Ukraine’s ambassador in Geneva Yevheniia Filipenko warned that Russia’s invasion, which has killed dozens of civilians and forced hundreds of thousands to flee, “was an attack not only on Ukraine.”

“It was an attack on every UN member state, on the United Nations and on the principles that this organisation was created to defend” the report quoted her as having said.

Russia, which has become an international pariah as its forces do battle on the streets of Ukraine’s cities, rejected the call for a debate and demanded the issue be put to a vote.

But a full 29 of the council’s 47 members backed Kyiv’s request, while only five voted no, including Russia itself and China. Thirteen countries, mostly African, abstained from voting.

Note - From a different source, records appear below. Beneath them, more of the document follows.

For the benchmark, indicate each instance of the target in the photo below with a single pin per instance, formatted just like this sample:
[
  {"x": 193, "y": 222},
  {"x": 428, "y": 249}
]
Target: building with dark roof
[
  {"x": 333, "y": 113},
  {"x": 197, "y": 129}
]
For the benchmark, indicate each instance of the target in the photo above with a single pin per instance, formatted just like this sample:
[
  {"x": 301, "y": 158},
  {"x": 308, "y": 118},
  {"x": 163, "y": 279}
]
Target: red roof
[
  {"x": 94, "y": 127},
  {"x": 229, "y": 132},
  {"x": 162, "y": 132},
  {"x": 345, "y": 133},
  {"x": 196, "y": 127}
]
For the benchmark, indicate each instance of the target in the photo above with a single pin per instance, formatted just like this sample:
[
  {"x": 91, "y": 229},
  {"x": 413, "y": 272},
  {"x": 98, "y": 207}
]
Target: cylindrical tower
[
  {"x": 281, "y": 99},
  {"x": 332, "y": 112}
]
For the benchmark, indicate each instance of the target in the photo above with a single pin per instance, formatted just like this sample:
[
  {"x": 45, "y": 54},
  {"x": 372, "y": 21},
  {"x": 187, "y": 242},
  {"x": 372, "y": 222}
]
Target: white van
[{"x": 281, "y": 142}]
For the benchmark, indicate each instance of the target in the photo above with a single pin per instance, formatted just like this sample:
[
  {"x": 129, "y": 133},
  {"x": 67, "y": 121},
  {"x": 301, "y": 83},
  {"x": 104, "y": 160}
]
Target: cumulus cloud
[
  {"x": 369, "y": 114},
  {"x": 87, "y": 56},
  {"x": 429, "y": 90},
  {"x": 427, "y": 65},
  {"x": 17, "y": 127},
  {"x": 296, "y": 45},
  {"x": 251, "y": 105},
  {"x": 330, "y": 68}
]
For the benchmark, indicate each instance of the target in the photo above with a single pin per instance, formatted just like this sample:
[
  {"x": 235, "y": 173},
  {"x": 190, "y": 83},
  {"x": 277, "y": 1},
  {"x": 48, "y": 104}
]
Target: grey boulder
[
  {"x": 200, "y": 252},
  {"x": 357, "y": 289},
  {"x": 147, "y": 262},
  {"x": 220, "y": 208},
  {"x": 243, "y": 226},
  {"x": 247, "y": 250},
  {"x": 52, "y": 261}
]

US Ambassador Sheba Crocker hailed the result as proof that “Russia is totally isolated at the council.”

“The international community is united in condemning Russia’s egregious action,” she said in a statement, the report said.

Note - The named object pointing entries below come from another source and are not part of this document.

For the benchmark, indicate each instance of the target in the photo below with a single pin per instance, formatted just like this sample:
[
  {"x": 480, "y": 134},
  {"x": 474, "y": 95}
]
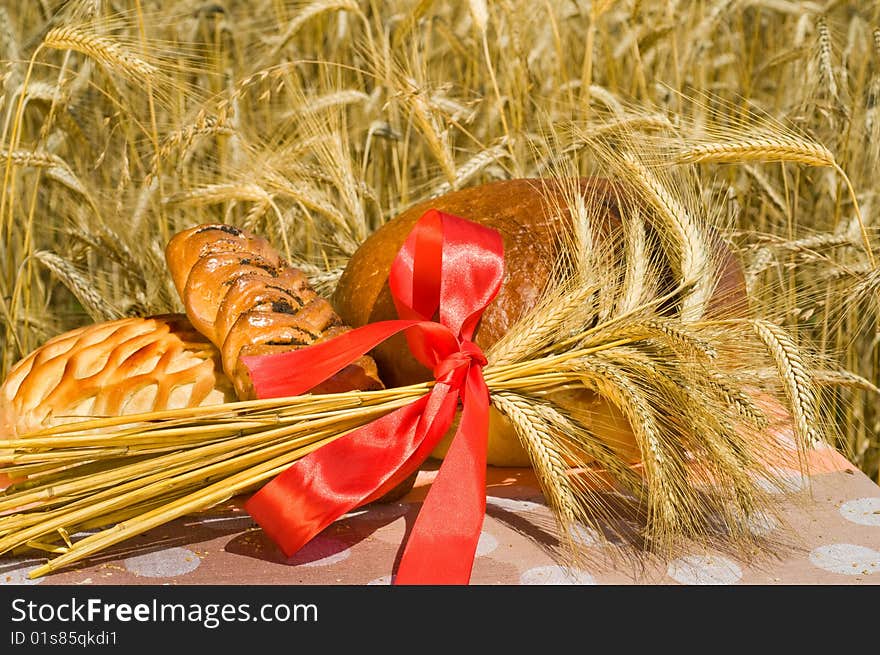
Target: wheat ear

As per the report, the debate on Ukraine is to take place on Thursday, after the initial high-level part of the council’s five-week session, when ministers and top officials from over 140 countries will speak.

On Monday, Ukraine presented a draft resolution to be discussed during the debate, calling for a high-level investigation into all alleged violations committed in the conflict, dating back to 2014 when the Kremlin annexed Crimea and supported a separatist movement in Ukraine’s east.

In her opening statement Monday, UN rights chief Michelle Bachelet pointed out that “throughout history, there have been moments of profound gravity, that cut the course of events between a ‘before’ and a very different, more harmful, ‘after’.” “We are at such a tipping point,” she warned.

She said her office had tallied more than 100 civilians, including seven children, killed in just the five days since the invasion began, warning the true death count was surely far higher.

Filipenko said Ukraine’s health ministry had registered 350 deaths, including 16 children, since Thursday.

Russian Foreign Minister Sergei Lavrov, who along with President Vladimir Putin has been slapped with EU sanctions over the invasion, is expected to travel to Switzerland to address the rights council on Tuesday morning, the AFP report said.

He is also expected to address the Conference on Disarmament and to host a press conference Tuesday, but his participation has been complicated by the fact that the European Union, which borders Switzerland, has closed its airspace to Russian flights.

The UN told news agency AFP that Guterres himself spoke Sunday “with relevant Russian and European authorities to help solve the problem.”